Габриэль почувствовал рывок, как будто чья-то рука пыталась стащить его с седла, и напрягся. Не сейчас, не во тьме.

Голова дракона отдернулась со сверхъестественной скоростью, и уязвимые глаза размером с человека оказались вне досягаемости грифоньих когтей. Огромный змей рванулся в сторону, уклоняясь от грифона.

Еще один финт.

Ариосто развернулся на кончике крыла в изгибе драконьей шеи, прочь от головы.

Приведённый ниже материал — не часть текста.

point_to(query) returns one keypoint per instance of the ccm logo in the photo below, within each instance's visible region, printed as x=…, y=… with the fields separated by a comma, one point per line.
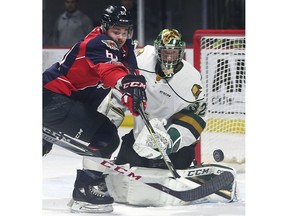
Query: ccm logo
x=134, y=85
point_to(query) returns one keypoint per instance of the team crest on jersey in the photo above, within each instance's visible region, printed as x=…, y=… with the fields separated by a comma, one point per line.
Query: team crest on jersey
x=196, y=90
x=140, y=52
x=111, y=44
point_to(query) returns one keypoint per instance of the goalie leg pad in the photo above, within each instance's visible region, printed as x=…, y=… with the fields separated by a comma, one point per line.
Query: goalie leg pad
x=125, y=190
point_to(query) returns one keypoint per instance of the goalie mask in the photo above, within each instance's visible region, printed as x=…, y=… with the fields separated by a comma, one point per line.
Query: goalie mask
x=116, y=16
x=170, y=50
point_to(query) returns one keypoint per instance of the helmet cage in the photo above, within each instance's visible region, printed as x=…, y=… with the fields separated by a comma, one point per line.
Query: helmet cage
x=169, y=39
x=116, y=16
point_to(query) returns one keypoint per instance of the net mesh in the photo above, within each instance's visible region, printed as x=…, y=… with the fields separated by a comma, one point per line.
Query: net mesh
x=222, y=65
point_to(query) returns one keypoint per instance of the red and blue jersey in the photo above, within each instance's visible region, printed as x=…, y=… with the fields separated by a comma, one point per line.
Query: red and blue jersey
x=89, y=66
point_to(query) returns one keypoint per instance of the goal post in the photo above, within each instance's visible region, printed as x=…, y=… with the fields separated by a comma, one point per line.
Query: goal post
x=219, y=55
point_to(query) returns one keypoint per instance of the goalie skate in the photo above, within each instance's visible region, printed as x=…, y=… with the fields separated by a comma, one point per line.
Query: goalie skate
x=84, y=207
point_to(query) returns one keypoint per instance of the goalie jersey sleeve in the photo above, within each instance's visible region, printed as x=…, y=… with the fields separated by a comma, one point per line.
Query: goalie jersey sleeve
x=166, y=97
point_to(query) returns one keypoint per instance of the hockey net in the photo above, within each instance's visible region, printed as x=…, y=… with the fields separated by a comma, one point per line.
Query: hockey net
x=220, y=57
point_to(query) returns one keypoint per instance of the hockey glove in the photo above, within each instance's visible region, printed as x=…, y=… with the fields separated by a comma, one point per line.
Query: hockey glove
x=133, y=89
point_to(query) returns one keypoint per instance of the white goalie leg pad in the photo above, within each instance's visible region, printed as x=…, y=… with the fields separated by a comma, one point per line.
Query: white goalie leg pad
x=84, y=207
x=125, y=190
x=205, y=172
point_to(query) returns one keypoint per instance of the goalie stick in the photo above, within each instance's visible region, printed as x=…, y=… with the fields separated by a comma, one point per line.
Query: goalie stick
x=71, y=144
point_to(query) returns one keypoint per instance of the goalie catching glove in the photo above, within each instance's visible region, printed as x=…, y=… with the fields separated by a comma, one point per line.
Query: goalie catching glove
x=145, y=145
x=133, y=88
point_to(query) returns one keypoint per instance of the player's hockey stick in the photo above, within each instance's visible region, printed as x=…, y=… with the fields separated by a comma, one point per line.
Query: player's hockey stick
x=208, y=188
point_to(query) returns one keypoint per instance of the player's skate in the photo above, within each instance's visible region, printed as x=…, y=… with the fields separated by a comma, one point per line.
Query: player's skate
x=88, y=196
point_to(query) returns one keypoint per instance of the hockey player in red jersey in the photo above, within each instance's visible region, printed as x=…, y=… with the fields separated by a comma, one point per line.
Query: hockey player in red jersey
x=74, y=88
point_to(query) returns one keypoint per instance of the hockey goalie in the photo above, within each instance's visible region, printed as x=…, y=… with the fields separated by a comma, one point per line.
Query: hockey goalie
x=176, y=111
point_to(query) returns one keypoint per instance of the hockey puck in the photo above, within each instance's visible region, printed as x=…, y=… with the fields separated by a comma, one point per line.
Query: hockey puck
x=218, y=155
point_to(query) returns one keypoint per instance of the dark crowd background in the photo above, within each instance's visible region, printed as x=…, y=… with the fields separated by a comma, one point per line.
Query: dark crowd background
x=184, y=15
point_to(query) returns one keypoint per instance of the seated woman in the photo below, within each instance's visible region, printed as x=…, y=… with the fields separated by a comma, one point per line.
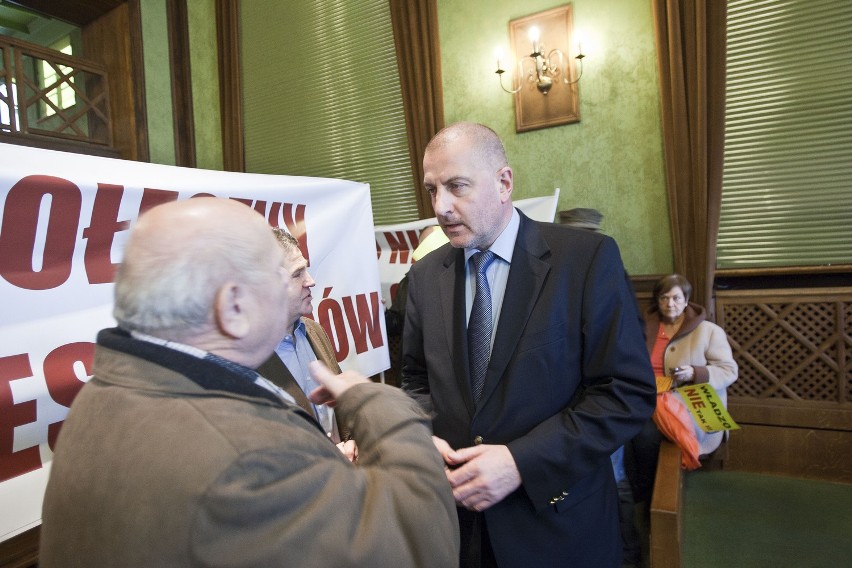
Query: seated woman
x=685, y=346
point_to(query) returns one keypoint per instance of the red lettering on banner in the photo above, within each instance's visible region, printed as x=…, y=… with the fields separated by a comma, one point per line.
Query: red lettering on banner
x=399, y=247
x=13, y=464
x=20, y=222
x=100, y=233
x=331, y=319
x=62, y=383
x=401, y=244
x=364, y=321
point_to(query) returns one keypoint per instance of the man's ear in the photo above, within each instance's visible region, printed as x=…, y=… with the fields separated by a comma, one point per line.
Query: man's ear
x=230, y=310
x=506, y=179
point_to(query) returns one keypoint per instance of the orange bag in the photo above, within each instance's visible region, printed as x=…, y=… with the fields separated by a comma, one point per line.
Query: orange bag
x=674, y=421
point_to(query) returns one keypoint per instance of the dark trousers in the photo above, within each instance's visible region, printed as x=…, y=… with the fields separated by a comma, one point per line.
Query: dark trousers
x=476, y=551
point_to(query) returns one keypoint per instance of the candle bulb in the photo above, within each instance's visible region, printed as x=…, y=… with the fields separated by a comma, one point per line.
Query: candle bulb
x=534, y=35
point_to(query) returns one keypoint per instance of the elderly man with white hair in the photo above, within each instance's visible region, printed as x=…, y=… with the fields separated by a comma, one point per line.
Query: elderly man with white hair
x=178, y=453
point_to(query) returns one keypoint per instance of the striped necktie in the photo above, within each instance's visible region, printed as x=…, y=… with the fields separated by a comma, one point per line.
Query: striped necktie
x=480, y=325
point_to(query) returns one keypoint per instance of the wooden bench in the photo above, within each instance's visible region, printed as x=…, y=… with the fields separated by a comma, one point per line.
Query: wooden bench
x=666, y=540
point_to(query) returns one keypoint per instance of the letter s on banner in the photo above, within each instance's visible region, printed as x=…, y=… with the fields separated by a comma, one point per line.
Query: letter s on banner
x=63, y=384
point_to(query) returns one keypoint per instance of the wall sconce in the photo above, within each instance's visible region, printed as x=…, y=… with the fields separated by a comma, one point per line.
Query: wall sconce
x=540, y=67
x=545, y=83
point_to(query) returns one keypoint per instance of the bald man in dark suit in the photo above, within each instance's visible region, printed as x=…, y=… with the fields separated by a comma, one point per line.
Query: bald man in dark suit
x=567, y=381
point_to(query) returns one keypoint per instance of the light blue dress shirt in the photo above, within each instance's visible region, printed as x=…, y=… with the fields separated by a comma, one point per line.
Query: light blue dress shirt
x=296, y=352
x=497, y=272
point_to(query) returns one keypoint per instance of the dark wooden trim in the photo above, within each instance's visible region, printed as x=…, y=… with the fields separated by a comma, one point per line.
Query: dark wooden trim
x=667, y=509
x=230, y=85
x=137, y=72
x=78, y=12
x=181, y=74
x=21, y=551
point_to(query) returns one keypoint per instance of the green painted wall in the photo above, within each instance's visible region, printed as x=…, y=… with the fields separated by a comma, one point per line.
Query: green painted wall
x=205, y=83
x=612, y=160
x=158, y=91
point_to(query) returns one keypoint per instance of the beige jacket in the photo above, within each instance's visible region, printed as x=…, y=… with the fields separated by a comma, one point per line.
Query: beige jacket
x=704, y=345
x=168, y=460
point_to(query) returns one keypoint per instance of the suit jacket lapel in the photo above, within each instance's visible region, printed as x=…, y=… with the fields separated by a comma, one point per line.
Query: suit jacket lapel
x=526, y=279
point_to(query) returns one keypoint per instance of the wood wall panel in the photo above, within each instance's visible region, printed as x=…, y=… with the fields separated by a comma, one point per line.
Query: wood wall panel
x=107, y=40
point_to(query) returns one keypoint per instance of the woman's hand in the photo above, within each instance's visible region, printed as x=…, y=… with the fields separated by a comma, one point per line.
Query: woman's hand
x=683, y=375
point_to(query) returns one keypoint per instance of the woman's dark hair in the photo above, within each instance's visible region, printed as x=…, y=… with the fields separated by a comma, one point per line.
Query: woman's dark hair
x=665, y=284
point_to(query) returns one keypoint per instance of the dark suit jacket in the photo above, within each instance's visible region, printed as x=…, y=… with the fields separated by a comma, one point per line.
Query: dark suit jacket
x=276, y=371
x=569, y=381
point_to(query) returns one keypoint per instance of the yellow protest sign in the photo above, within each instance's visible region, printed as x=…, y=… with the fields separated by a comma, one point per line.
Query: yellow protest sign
x=706, y=408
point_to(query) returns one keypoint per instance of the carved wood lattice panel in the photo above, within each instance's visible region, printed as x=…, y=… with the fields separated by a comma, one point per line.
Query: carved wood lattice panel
x=794, y=348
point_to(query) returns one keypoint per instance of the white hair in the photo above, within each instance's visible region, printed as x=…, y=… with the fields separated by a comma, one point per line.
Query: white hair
x=173, y=290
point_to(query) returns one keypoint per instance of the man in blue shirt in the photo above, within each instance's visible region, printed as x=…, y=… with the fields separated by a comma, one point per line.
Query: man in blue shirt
x=305, y=341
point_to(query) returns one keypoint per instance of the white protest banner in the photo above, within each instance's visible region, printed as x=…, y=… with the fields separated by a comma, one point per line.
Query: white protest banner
x=395, y=243
x=64, y=219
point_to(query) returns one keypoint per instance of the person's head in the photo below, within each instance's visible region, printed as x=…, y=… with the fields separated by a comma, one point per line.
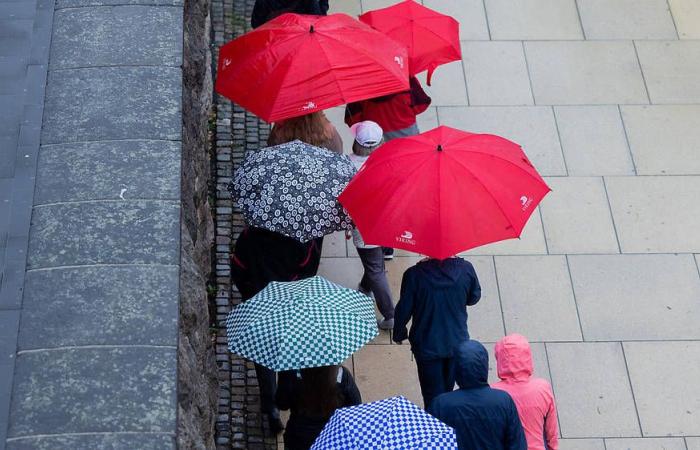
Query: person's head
x=472, y=365
x=313, y=128
x=368, y=136
x=513, y=358
x=319, y=391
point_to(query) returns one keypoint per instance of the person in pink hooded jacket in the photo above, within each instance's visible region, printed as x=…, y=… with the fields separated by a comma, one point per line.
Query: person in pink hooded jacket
x=533, y=397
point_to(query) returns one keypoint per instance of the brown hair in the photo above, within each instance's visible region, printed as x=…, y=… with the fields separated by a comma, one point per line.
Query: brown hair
x=319, y=393
x=313, y=128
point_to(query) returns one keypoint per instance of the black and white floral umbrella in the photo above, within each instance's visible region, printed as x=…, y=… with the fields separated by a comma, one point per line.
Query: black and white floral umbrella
x=293, y=189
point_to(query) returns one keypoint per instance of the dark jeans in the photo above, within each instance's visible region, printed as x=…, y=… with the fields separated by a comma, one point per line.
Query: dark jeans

Голова тянулась за ним, Эш готовился выдохнуть, и его злоба обжигала самый воздух, но Ариосто вертелся и вертелся, а золотые крылья снова сильно взмахнули, грифон поднял когти, поджал задние лапы и полетел вдоль большого черного тела в паре дюймов над спиной Эша, к правому боку змея, который походил на корпус черного корабля.

И Габриэль потянулся вперед, как мальчик, который копьем вколачивает колышки в землю. Он сжимал копье обеими руками, Ариосто знал, что делает, и было уже слишком поздно беспокоиться о падении. Он наклонился наружу, Эш повернулся, и большое крыло черного дракона пошло назад, загребая холодный воздух и обнажая основание крыла, где массивные кости и мускулы приводили в движение существо, которое не могло существовать, основание крыла, которое само было почти с человека шириной, и туда-то Габриэль и вонзил копье, нанеся один-единственный удар оружием, созданным специально для этой цели. Оно проникало все глубже и глубже…

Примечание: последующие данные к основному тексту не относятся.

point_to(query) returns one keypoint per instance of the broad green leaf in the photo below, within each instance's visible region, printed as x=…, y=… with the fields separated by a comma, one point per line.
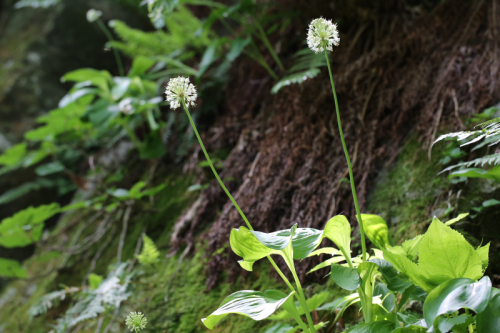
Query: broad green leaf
x=253, y=304
x=458, y=323
x=445, y=254
x=13, y=155
x=279, y=328
x=456, y=294
x=49, y=168
x=327, y=263
x=345, y=277
x=312, y=304
x=391, y=277
x=488, y=321
x=412, y=319
x=388, y=298
x=324, y=250
x=376, y=230
x=458, y=218
x=25, y=227
x=410, y=329
x=11, y=268
x=338, y=230
x=255, y=245
x=412, y=246
x=376, y=327
x=304, y=241
x=411, y=269
x=483, y=252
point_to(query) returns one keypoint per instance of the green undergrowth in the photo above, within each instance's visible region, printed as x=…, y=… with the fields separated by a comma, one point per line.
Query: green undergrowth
x=405, y=190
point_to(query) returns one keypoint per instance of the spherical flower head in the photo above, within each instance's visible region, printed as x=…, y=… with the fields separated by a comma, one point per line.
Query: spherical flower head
x=179, y=89
x=136, y=321
x=93, y=15
x=322, y=34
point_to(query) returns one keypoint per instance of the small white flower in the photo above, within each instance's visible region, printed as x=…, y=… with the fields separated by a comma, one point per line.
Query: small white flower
x=322, y=34
x=136, y=321
x=179, y=89
x=93, y=15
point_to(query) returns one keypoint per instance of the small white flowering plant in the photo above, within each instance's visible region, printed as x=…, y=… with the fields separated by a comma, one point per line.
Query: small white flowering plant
x=440, y=267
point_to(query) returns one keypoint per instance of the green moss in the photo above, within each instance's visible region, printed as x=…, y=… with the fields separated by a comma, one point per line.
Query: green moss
x=404, y=193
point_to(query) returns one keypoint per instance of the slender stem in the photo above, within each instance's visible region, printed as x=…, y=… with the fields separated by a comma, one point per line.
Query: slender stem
x=351, y=176
x=131, y=134
x=264, y=38
x=229, y=194
x=302, y=301
x=295, y=314
x=115, y=52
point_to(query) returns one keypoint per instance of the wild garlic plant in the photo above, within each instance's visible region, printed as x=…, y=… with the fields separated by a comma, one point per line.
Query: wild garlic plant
x=439, y=268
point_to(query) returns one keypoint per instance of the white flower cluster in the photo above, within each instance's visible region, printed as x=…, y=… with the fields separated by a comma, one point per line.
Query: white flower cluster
x=322, y=34
x=179, y=89
x=136, y=321
x=93, y=15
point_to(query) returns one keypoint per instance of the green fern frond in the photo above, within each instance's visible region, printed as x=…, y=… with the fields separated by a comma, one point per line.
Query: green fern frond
x=149, y=254
x=306, y=66
x=183, y=30
x=493, y=159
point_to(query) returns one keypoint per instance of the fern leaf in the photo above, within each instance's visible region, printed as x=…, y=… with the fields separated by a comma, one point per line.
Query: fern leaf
x=493, y=159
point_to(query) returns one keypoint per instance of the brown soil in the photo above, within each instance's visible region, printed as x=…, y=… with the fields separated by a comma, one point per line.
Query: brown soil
x=399, y=69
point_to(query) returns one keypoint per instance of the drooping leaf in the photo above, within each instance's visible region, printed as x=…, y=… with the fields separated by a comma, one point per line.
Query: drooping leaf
x=253, y=304
x=456, y=219
x=304, y=241
x=25, y=227
x=255, y=245
x=327, y=263
x=376, y=327
x=345, y=277
x=458, y=323
x=391, y=276
x=338, y=230
x=11, y=269
x=444, y=254
x=324, y=250
x=488, y=320
x=13, y=155
x=456, y=294
x=376, y=230
x=418, y=276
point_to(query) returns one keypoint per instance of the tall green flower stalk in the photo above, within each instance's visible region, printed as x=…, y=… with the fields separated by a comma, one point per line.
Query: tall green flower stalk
x=181, y=91
x=321, y=37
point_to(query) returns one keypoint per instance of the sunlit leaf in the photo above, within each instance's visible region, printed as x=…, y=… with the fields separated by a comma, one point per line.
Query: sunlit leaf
x=376, y=230
x=253, y=304
x=338, y=230
x=345, y=277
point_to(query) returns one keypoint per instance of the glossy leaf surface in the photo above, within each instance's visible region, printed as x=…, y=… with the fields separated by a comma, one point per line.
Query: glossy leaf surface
x=338, y=230
x=376, y=230
x=457, y=294
x=345, y=277
x=253, y=304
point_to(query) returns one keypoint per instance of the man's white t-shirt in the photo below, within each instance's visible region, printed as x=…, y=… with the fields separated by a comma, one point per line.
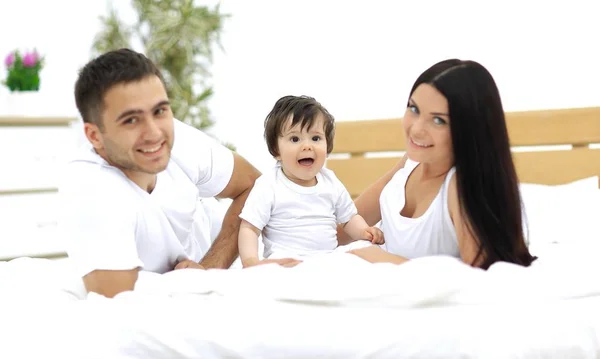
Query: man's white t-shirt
x=110, y=223
x=295, y=220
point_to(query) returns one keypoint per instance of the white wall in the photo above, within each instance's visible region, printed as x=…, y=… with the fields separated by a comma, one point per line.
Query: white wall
x=359, y=58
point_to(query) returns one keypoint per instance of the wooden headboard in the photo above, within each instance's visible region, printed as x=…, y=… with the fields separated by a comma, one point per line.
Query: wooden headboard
x=365, y=150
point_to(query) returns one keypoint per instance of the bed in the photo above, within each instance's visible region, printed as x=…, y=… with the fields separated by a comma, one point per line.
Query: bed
x=338, y=306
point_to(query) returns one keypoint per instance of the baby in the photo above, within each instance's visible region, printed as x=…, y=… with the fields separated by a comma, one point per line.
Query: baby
x=298, y=204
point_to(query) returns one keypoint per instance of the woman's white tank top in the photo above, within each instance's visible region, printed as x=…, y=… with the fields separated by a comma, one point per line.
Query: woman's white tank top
x=433, y=233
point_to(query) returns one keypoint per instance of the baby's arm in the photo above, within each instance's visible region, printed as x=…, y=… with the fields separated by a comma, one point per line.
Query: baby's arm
x=357, y=228
x=248, y=244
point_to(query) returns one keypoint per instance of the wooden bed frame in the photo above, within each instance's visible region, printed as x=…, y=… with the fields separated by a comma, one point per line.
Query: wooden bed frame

Его левая рука словно бы вспыхнула огнем, и огромный поток силы влился в копье. Габриэль улыбнулся, когда его горящая золотом кожа начала расплываться. Это было мучительно и радостно. Он слышал пение, он слышал голоса Амиции и Мирам…

…а голова Эша продолжала поворачиваться назад на бесконечно гибкой шее, и огромные красные глаза заметили опасность.

И в это же мгновение крыло разорвалось на части изнутри, и смертоносное дыхание коснулось человека и его зверя.

Они исчезли.


Бланш не должна была ехать по заснеженным полям Альбы. Она оставалась с последним резервом Габриэля, и у нее был ключ от врат. Но она не могла ничего не делать. Когда Беатриса помогла ей одеться, явно дав понять, что, будучи служанкой императрицы, никогда в жизни не собиралась застегивать доспехи, Бланш вышла из пустого шатра красного шелка, пройдя мимо пустого и чистого круглого стола. Рядом со старым походным стулом Габриэля на полу шатра лежал серебряный кубок. Анна потеряла его в спешке. Бланш наклонилась — и нагрудник уперся в раздувшийся живот.

«Беременная и в доспехах», — подумала она.

А за этой мыслью пришли легионы других, куда более мрачных. Они маршировали по ее разуму непобедимой армией, но она отказывалась их принять. Вместо этого она поправила чужой пояс для меча и вышла на упругую траву чужого мира, где Йон Ганг держал ее красивого ифрикуанского скакуна, молочно-белого от хвоста до носа. Ганг подсадил ее в седло.

Она чувствовала себя самозванкой. Она была прачкой, но никак не рыцарем. Ганг, одетый в легкий доспех, улыбнулся:

— Капитан так и сказал, что вы поедете.

Бланш почувствовала, что краснеет. Но слова Ганга придали ей мужества, и она взялась за повод. Она впервые села в седло целый год назад и уже неплохо ездила, но не могла представить, как это — драться верхом. Латные рукавицы мешали двигать запястьями. Все было очень необычно.

Ребенок пинался.

«Я дура», — подумала она и проехала через врата в свой мир. Она успела увидеть странный фиолетовый свет в миг пересечения портала и ощутить непонятную растерянность при входе в Альбу. Малыш извивался и брыкался так, что на мгновение Бланш согнулась пополам от боли.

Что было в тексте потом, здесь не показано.